Cierto es que, desde mi infancia hasta que le restituyeron su denominación inicial, hace más de treinta años, se llamó Plaza del General Mola, como rezaba en el mural de cerámica que se puede ver en la foto, ya desaparecido. Pero siempre, a nivel popular, se le siguió conociendo con su primitivo nombre, el de un significado político progresista y republicano del siglo XIX y comienzos del XX, Gumersindo de Azcárate, impulsor de la reforma social y de la ley contra la usura. A él, en la parte baja de la Plaza, la “plazoleta”, se le dedicaba una inscripción asimismo desaparecida. Como anécdota sobre el nombre referiré una que viví en primera persona. En la dorada época de los “paraguayos”, aquellos visitantes que llegaban a millares para hacer compras en Ceuta, se me acercó en la calle Real uno de ellos para preguntarme, muy serio, dónde estaba la plaza “del Kárate”. Se lo expliqué, aclarándole además lo de la denominación. Acabamos ambos riendo.

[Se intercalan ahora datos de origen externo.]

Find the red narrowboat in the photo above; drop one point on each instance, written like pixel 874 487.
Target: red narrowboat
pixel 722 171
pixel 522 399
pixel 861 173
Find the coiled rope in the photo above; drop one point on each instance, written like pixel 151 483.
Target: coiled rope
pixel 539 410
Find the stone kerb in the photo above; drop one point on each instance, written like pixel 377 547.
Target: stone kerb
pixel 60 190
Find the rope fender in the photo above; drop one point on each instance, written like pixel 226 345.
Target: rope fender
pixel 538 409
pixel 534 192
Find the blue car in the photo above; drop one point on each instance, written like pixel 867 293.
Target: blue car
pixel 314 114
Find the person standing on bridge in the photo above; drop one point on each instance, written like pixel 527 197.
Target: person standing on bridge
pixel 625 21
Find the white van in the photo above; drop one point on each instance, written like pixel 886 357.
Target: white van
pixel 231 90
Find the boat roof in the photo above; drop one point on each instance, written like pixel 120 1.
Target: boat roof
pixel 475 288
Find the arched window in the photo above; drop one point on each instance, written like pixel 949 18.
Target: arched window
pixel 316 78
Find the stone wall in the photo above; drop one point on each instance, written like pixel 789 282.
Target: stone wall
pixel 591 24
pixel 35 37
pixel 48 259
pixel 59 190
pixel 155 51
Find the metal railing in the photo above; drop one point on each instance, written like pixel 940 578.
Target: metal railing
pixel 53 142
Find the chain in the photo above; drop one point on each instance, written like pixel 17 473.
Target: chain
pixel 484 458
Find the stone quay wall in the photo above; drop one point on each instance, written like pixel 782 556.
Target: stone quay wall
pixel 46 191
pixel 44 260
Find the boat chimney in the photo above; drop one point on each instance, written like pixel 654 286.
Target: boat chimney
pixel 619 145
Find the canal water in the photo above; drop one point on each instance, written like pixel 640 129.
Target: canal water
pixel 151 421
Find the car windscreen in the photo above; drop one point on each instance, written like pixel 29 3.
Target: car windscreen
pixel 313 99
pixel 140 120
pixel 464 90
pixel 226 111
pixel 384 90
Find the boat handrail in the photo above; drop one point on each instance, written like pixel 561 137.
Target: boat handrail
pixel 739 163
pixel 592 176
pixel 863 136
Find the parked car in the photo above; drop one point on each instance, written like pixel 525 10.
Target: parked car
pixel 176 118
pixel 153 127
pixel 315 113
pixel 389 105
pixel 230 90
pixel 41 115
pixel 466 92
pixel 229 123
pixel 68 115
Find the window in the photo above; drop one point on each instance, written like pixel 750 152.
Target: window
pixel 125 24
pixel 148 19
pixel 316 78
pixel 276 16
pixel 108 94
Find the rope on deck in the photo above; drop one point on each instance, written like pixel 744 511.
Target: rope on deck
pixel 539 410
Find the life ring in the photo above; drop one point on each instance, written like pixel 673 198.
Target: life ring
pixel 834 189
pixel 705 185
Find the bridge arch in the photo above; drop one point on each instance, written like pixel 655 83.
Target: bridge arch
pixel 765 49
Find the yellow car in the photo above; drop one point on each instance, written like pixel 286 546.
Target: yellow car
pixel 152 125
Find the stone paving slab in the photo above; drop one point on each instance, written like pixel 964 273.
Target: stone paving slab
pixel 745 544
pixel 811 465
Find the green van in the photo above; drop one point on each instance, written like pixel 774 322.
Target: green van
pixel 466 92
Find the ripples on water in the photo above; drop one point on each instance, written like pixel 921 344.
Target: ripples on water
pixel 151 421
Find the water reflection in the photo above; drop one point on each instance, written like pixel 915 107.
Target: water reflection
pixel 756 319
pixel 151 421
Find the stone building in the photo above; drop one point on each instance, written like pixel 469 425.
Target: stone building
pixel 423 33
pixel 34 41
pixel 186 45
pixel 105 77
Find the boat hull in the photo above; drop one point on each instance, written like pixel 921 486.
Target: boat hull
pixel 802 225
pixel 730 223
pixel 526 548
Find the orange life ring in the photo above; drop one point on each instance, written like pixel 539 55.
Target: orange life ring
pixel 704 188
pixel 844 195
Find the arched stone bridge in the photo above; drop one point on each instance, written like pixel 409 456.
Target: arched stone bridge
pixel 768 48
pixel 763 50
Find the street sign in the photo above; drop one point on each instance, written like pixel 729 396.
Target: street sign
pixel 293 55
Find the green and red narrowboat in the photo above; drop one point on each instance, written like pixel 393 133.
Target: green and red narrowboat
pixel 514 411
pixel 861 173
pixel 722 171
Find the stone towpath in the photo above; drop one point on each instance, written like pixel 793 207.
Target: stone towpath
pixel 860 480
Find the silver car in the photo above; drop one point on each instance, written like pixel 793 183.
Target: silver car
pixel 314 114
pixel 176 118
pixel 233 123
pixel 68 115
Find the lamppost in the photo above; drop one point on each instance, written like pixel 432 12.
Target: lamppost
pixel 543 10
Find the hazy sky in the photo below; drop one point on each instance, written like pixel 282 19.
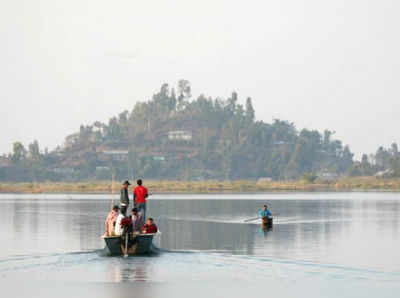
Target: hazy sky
pixel 320 64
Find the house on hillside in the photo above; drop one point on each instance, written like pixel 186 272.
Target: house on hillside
pixel 4 162
pixel 71 140
pixel 180 135
pixel 113 154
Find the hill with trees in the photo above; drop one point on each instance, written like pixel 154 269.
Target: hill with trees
pixel 173 136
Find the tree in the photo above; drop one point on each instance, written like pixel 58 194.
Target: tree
pixel 184 92
pixel 250 113
pixel 34 152
pixel 19 152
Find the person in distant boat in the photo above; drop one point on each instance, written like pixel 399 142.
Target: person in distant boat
pixel 150 227
pixel 110 221
pixel 265 213
pixel 137 220
pixel 140 195
pixel 124 198
pixel 119 229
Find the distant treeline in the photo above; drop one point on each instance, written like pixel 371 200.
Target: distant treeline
pixel 173 136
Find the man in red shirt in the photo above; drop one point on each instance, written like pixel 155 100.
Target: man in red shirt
pixel 140 195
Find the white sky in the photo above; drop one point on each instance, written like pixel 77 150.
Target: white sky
pixel 320 64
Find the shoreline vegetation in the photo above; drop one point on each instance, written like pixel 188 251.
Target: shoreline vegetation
pixel 239 186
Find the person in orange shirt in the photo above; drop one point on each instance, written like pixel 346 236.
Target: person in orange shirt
pixel 140 195
pixel 150 227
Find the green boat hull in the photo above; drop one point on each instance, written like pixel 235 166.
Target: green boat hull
pixel 143 245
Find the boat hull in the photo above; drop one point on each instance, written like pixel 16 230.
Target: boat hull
pixel 142 245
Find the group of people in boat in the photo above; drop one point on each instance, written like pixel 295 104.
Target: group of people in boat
pixel 119 222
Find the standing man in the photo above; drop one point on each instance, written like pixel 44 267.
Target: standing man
pixel 140 195
pixel 124 198
pixel 266 217
pixel 265 212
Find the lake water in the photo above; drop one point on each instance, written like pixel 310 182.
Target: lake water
pixel 321 245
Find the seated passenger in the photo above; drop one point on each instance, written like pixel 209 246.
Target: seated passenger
pixel 149 227
pixel 137 220
pixel 119 228
pixel 110 221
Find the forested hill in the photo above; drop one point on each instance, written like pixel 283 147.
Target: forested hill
pixel 173 136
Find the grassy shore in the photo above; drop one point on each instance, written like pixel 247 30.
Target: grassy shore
pixel 164 186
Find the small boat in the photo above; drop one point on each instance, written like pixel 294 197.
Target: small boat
pixel 142 244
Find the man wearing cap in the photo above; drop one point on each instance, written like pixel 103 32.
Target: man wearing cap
pixel 110 221
pixel 140 195
pixel 124 198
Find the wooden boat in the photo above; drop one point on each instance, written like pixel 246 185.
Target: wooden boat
pixel 142 244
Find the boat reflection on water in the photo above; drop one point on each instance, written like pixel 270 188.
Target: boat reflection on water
pixel 130 270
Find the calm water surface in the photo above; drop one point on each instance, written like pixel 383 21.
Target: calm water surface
pixel 321 245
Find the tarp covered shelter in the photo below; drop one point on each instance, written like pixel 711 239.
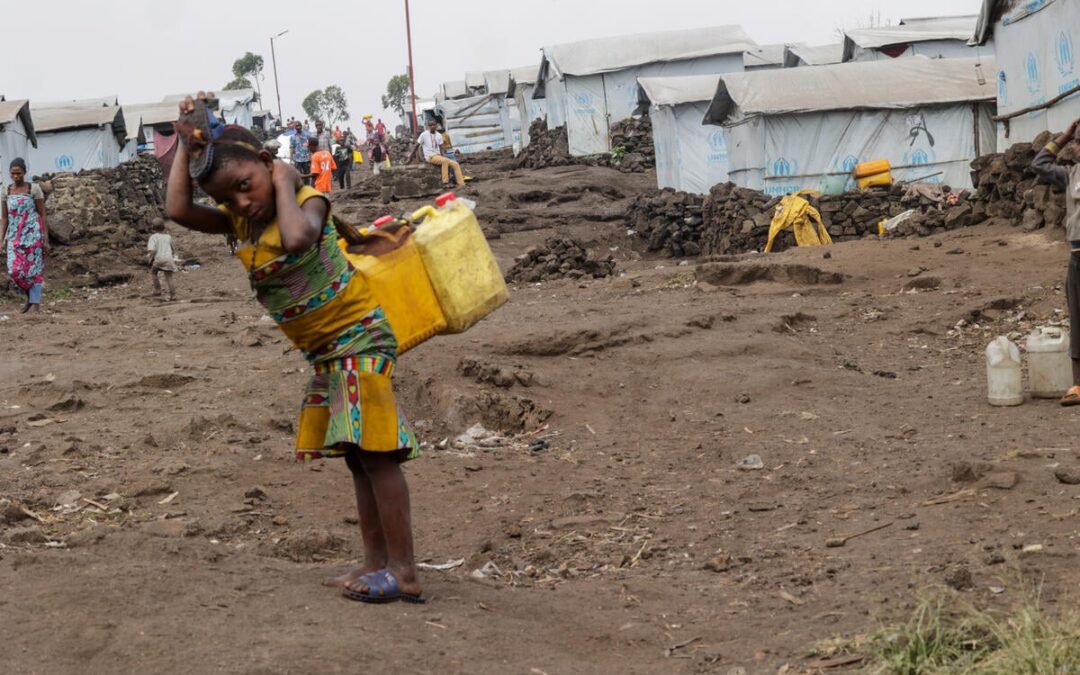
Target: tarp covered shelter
pixel 796 56
pixel 522 84
pixel 943 37
pixel 589 85
pixel 807 127
pixel 16 135
pixel 1036 45
pixel 78 135
pixel 766 56
pixel 690 156
pixel 156 119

En la parte baja jugábamos al fútbol, aunque había que regatear no solo a los contrarios, sino también a los árboles que, situados en los márgenes, dejaban libre el centro. Recuerdo que en 1950, cuando vinieron las Misiones de los jesuitas, allí se celebraron misas con asistencia multitudinaria. La gente iba a ver los partidos desde arriba, sobre todo cuando jugaba un chiquillo conocido como “Cría”, portentoso como futbolista Más tarde se instaló allí un mercado –hoy trasladado a Real 90– que tuvo su época de esplendor con las “almejas a la guayana” preparadas en uno de sus puestos, así como con las telas que se vendían en un establecimiento situado en la misma Plaza.

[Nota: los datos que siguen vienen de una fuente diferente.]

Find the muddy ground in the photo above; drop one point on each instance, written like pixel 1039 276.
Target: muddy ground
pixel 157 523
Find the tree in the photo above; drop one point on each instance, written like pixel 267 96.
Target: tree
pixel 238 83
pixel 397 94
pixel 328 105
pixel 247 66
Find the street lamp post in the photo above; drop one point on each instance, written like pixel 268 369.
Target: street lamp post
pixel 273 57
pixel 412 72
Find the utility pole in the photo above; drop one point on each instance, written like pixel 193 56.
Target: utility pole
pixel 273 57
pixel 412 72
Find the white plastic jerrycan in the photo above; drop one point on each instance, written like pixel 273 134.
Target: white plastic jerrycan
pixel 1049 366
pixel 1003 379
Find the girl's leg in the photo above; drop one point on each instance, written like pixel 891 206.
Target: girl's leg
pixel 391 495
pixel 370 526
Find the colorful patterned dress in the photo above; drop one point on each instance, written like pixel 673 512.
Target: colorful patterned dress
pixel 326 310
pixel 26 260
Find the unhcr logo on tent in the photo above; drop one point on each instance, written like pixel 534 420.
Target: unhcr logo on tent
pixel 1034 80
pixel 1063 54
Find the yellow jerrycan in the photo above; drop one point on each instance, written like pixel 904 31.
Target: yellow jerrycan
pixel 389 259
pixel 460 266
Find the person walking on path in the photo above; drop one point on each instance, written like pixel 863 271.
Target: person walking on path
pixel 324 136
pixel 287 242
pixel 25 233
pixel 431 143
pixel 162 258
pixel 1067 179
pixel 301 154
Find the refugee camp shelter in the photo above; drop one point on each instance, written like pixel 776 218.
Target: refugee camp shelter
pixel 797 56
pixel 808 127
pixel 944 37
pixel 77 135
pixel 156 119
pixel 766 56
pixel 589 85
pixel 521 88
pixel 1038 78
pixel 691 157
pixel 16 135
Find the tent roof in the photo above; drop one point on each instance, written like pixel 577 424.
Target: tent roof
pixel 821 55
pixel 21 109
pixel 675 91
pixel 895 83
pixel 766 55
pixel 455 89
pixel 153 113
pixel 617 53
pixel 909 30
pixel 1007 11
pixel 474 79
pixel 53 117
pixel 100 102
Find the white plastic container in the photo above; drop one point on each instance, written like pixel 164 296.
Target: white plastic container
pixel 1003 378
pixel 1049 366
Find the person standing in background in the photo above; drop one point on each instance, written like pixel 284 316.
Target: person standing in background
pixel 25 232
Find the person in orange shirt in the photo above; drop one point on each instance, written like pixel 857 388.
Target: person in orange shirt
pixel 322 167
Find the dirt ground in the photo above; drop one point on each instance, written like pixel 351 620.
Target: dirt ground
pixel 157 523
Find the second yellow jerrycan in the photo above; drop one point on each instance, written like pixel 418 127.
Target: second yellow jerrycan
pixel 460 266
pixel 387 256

Arriba había dos quioscos. Uno de ellos dedicado a la venta de leche, que más tarde, con la familia Conejo, fue ofreciendo cafés y tostadas, y el otro a la venta de prensa. Éste llegó a ser un punto neurálgico de la vida de la Plaza, Durante mi infancia fue el quiosco de Pepita, donde me surtía de tebeos y novelas de Rodeo, del FBI y de Dick Turpin. Fallecida Pepita, se hizo cargo del negocio su hijo, mi amigo Cristóbal Segovia, que lo amplió no solo a las quinielas, entonces en sus albores, sino también a la venta de tabaco, lo que le costó algún disgusto con el fisco. Era una actividad que se ejercía usualmente en Ceuta, sobre todo en los famosos “carrillos” ambulantes. Pero lo más significativo del quiosco de Cristóbal era su carácter de mentidero, en el sentido propio de la palabra, es decir, de sitio o lugar donde su junta la gente para conversar. Allí se organizaban verdaderas tertulias en las que se hablaba de todo y de todos. Mientras, Cristóbal, que no se perdía una palabra e intervenía en la conversación, atendía a clientes que iban y venían, aunque algunos se quedaban para pegar la hebra.

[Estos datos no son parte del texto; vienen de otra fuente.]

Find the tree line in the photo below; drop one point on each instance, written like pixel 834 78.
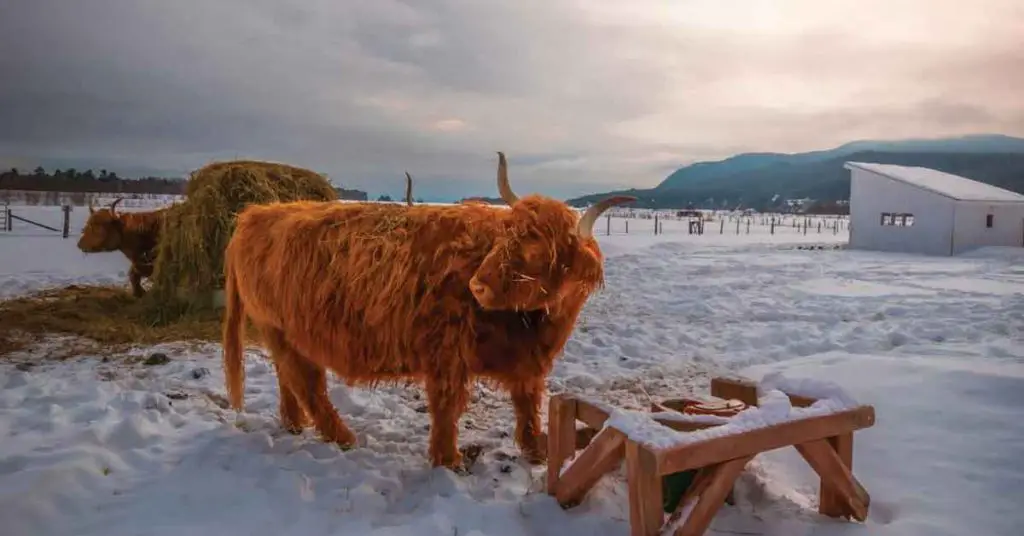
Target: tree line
pixel 87 180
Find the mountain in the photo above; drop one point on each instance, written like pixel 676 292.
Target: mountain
pixel 752 179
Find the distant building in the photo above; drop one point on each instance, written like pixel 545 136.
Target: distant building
pixel 351 195
pixel 922 210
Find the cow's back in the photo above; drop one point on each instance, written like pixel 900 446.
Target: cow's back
pixel 364 288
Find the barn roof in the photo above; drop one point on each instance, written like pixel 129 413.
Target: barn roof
pixel 948 184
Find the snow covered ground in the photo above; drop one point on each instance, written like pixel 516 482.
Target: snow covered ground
pixel 104 445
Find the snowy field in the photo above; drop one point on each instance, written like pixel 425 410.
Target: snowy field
pixel 96 446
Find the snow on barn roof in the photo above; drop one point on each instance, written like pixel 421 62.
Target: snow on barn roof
pixel 948 184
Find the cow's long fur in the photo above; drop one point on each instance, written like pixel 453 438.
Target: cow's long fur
pixel 133 234
pixel 381 292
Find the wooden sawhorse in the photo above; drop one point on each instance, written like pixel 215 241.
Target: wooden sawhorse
pixel 824 440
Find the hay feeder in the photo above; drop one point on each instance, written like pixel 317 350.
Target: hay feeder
pixel 189 266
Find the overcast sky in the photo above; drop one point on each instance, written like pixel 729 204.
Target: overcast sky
pixel 583 95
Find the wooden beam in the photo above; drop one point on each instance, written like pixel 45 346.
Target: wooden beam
pixel 711 499
pixel 595 417
pixel 693 455
pixel 829 502
pixel 742 389
pixel 747 390
pixel 646 499
pixel 591 414
pixel 561 436
pixel 603 455
pixel 826 463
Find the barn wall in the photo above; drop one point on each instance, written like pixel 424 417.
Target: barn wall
pixel 871 194
pixel 970 231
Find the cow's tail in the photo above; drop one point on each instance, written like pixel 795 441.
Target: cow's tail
pixel 235 371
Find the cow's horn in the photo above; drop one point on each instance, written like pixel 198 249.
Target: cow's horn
pixel 586 225
pixel 503 180
pixel 409 189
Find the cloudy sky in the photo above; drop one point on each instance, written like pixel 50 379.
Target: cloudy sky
pixel 582 95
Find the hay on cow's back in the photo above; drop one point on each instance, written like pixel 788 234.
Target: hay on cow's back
pixel 190 255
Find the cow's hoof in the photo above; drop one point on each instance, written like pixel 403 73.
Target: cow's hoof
pixel 535 456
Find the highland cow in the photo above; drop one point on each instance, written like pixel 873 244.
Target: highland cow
pixel 134 234
pixel 435 294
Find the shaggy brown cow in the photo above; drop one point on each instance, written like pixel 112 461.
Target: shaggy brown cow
pixel 438 294
pixel 134 234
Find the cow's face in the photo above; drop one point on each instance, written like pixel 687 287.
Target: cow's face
pixel 543 262
pixel 102 231
pixel 546 259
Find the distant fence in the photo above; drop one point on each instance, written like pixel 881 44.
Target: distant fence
pixel 81 199
pixel 647 221
pixel 7 218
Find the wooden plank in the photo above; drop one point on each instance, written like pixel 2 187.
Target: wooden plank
pixel 829 502
pixel 595 417
pixel 826 463
pixel 561 431
pixel 747 390
pixel 715 450
pixel 591 414
pixel 742 389
pixel 646 500
pixel 603 455
pixel 712 497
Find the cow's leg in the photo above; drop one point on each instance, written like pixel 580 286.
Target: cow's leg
pixel 135 278
pixel 293 417
pixel 526 397
pixel 307 383
pixel 448 394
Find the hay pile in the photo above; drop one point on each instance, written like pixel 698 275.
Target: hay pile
pixel 189 262
pixel 108 317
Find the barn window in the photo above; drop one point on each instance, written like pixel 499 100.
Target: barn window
pixel 898 219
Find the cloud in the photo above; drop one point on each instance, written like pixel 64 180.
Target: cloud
pixel 581 95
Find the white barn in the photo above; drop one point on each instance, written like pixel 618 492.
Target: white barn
pixel 922 210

Muchos de los tertulianos solían ser taxistas, pues allí había –y hay– una parada. Antes, los taxis eran de cualquier color y no llevaban taxímetro (había una tarifa aprobada por el Ayuntamiento). Su único distintivo era la placa de SP que llevaban junto a la matrícula Entre los taxistas característicos, recuerdo como más antiguo a uno apellidado Bonilla. Después, al “Gallego” y a Sebastiao, un brasileño que vino para jugar de delantero centro en el Ceuta, y que acabó afincándose aquí, tras casar con una caballa. Más tarde, Muñoz de Arenillas, hermano del cura párroco de los Remedios. El teléfono de la parada estaba instalado en una de las paredes laterales del quiosco de Cristóbal, lo que hacía que los taxistas en espera estuviesen por allí cerca, participando muchas veces en las tertulias.
Los dos primitivos quioscos cayeron con la obra de los aparcamientos, construyéndose otros nuevos más separados entre sí: el de “La Riquísima”, con su terraza, y el que ahora rige Himo, la viuda de Cristóbal.
Por desgracia, la actual ya no es la Plaza de mis recuerdos. Es verdad que son necesarias plazas de garaje. y que las allí construidas están cumpliendo una importante función. Pero echo mucho de menos la anterior, con su configuración, sus bancos dobles de forja y madera, su espeso arbolado y su público asiduo, que cambiaba según la hora del día.
Añoranzas de un pasado que no volverá.